Stock and bond prices fell Wednesday after the Fed announced its latest policy decision and Janet Yellen held her first press conference as Fed Chair. Markets are back in positive territory Thursday morning.
U.S. stocks lost some ground Wednesday when the Fed announced it was cutting back on its bond-buying program and would no longer use a 6.5% unemployment rate threshold as a determinant for raising interest rates.
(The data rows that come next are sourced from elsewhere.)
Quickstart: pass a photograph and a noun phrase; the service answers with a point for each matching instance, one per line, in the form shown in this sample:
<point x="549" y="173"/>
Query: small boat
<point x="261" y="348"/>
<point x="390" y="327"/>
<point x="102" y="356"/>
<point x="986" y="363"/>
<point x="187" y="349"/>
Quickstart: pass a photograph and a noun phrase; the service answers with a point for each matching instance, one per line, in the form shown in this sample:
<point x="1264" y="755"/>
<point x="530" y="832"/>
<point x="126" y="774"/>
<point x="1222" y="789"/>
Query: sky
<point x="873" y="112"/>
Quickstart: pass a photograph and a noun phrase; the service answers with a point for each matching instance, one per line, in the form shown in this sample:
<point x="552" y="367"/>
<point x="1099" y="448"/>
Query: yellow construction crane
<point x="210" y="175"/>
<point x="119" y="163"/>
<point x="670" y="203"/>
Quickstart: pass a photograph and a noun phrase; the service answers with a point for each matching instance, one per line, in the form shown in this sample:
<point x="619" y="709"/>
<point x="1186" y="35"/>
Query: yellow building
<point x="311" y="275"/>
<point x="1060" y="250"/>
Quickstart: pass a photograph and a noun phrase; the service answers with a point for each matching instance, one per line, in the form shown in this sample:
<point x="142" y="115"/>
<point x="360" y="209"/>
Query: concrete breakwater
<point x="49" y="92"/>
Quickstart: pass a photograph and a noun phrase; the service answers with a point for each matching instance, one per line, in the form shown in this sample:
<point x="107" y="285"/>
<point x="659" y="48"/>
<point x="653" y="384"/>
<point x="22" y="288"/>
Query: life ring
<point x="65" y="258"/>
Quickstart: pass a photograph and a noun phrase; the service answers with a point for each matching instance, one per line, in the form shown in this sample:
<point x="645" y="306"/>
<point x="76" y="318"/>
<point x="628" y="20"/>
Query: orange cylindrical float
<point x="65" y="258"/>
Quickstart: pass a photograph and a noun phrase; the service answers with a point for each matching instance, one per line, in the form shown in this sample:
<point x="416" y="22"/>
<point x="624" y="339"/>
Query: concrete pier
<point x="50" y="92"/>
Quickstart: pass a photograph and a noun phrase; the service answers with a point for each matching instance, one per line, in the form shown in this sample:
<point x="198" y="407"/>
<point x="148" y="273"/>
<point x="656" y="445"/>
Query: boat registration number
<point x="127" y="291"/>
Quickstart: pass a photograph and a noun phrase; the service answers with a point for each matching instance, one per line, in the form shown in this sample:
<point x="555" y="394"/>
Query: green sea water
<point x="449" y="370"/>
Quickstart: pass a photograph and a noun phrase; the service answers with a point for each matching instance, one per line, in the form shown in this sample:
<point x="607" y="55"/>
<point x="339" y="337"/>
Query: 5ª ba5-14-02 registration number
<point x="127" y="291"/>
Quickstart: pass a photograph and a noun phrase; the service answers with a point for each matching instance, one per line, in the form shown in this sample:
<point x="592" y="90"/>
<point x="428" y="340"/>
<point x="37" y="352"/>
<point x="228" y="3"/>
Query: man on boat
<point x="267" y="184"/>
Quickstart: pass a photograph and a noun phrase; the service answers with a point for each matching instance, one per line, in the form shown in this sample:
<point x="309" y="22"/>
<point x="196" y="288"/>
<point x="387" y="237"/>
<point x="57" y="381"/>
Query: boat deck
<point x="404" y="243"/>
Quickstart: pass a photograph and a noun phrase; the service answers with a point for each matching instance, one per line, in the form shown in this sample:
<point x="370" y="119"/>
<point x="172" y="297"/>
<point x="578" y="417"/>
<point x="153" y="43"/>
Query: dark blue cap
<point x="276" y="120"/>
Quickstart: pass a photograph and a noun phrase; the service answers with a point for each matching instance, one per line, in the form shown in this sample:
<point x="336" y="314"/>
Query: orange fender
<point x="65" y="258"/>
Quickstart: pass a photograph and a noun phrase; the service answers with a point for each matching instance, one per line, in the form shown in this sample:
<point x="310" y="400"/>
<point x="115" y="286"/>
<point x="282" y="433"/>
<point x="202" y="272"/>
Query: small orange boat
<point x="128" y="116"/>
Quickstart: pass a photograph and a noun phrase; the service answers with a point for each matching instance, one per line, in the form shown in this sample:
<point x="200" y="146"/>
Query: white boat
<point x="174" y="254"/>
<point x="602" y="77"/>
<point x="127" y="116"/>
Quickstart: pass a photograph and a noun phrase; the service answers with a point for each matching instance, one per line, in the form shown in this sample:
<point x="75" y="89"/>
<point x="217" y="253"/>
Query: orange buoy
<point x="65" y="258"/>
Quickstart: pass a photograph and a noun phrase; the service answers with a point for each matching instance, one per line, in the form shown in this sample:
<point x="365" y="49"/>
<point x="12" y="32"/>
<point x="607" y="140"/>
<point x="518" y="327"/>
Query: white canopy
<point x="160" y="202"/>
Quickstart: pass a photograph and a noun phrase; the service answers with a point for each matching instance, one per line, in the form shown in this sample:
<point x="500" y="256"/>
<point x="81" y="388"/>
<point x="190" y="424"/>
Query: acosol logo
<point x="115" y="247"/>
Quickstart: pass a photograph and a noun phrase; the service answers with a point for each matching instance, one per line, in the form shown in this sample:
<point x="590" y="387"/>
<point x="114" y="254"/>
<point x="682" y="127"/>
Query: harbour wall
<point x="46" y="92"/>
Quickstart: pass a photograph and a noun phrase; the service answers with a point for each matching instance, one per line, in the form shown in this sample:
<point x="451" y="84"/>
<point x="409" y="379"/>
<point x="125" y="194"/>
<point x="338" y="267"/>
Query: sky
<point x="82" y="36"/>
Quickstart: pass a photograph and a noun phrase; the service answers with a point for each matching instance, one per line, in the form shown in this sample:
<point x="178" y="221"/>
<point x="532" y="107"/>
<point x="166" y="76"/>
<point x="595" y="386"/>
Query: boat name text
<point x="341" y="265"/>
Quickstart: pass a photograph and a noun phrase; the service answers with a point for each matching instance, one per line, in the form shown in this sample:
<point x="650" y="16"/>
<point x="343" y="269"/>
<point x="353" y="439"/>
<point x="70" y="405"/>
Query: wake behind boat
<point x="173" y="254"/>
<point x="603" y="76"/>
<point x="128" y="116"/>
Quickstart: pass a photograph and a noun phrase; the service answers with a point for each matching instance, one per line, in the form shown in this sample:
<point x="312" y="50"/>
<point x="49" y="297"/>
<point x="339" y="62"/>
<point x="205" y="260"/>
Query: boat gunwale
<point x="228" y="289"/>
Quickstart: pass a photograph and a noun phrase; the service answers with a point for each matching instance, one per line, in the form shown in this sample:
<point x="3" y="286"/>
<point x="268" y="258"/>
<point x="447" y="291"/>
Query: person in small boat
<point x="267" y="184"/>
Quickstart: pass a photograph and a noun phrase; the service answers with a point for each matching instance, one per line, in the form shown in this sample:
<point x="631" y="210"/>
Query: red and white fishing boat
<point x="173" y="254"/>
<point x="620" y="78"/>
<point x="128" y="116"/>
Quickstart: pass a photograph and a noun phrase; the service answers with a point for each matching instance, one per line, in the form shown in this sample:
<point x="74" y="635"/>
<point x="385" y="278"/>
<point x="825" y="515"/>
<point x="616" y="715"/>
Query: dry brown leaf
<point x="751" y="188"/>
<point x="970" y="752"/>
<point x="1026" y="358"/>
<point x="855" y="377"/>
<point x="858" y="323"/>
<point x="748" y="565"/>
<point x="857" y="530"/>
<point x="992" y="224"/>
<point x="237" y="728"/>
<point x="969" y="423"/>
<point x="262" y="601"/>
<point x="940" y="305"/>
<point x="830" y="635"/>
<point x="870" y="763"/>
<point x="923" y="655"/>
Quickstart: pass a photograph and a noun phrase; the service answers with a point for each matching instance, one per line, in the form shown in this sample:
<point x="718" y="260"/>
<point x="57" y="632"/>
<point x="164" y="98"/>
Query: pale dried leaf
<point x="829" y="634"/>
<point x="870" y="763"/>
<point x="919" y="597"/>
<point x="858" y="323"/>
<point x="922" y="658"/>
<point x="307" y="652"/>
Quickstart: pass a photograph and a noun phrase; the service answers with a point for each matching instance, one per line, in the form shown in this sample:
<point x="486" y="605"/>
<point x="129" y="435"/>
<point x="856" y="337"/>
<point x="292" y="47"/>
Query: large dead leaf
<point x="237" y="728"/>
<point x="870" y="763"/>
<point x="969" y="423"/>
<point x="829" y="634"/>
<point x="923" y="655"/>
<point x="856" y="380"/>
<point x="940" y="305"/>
Then the market dropped even more during Yellen's press conference when, in answer to a question, she indicated that the Fed could start raising short-term rates about six months after the Fed ends its stimulus program.
Related: Fed admits it has 'some work to do': Nariman Behravesh
The Dow fell as much as 1.3% after Yellen's "six months" comment but recovered almost half those losses before the trading day ended.
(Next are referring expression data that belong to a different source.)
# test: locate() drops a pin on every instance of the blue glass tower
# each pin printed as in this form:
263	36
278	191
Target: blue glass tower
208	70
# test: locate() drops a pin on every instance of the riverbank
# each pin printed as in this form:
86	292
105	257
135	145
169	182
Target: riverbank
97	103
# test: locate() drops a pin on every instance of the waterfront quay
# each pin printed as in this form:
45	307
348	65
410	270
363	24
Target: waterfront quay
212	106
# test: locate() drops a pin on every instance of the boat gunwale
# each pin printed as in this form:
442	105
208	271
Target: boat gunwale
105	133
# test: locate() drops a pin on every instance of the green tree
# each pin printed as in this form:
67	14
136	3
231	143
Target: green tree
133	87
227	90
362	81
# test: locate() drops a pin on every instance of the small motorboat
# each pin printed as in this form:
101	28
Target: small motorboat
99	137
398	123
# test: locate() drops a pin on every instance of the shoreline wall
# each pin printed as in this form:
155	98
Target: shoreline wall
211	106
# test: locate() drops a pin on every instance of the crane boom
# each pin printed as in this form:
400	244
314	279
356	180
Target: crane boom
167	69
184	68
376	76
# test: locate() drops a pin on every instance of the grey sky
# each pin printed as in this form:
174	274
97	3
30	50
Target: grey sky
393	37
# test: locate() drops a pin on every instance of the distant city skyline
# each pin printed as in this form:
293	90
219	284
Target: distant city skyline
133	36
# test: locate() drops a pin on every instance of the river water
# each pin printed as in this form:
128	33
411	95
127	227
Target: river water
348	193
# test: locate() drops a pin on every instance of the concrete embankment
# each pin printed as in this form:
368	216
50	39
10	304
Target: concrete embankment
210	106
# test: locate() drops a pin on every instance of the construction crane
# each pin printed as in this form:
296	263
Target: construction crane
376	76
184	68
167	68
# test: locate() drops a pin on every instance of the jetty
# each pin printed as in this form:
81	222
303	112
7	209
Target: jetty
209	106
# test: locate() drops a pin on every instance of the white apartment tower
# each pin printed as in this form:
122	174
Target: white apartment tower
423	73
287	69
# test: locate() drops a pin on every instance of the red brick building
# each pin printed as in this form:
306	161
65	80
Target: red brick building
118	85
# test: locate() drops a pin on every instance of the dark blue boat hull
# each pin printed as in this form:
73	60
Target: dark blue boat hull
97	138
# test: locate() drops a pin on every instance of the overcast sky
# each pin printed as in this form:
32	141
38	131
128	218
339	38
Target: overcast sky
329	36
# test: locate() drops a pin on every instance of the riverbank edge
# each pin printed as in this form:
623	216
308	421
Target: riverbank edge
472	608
Cardiff Garcia, U.S. editor of FT Alphaville, tells The Daily Ticker in the video above that the market overreacted to Yellen's six-months comment.
"People are reading a little bit too much into it," he says. "Right after she made the six-month comment she tried to essentially layer it on with caveats...and if you put it into context with everything else she said it was clear she was trying to communicate a very dovish signal."
Related: Fed hawks are "out of sync with the data": Jared Bernstein
Those caveats included the state of the labor market--how close it is to full employment and whether wage growth will pick up from a sluggish pace--and inflation.
"If we have a substantial shortfall in inflation...persistently running below our 2% object that is a very good reason to hold the funds rate at its present range for longer," Yellen said.
So what can we expect from the Fed in the future?
"Overall it's really tough to say what's going to happen now," says Garcia. "It may be even a little bit harder to read into exactly what the Fed is thinking unless [Yellen] makes it very clear during these press conferences."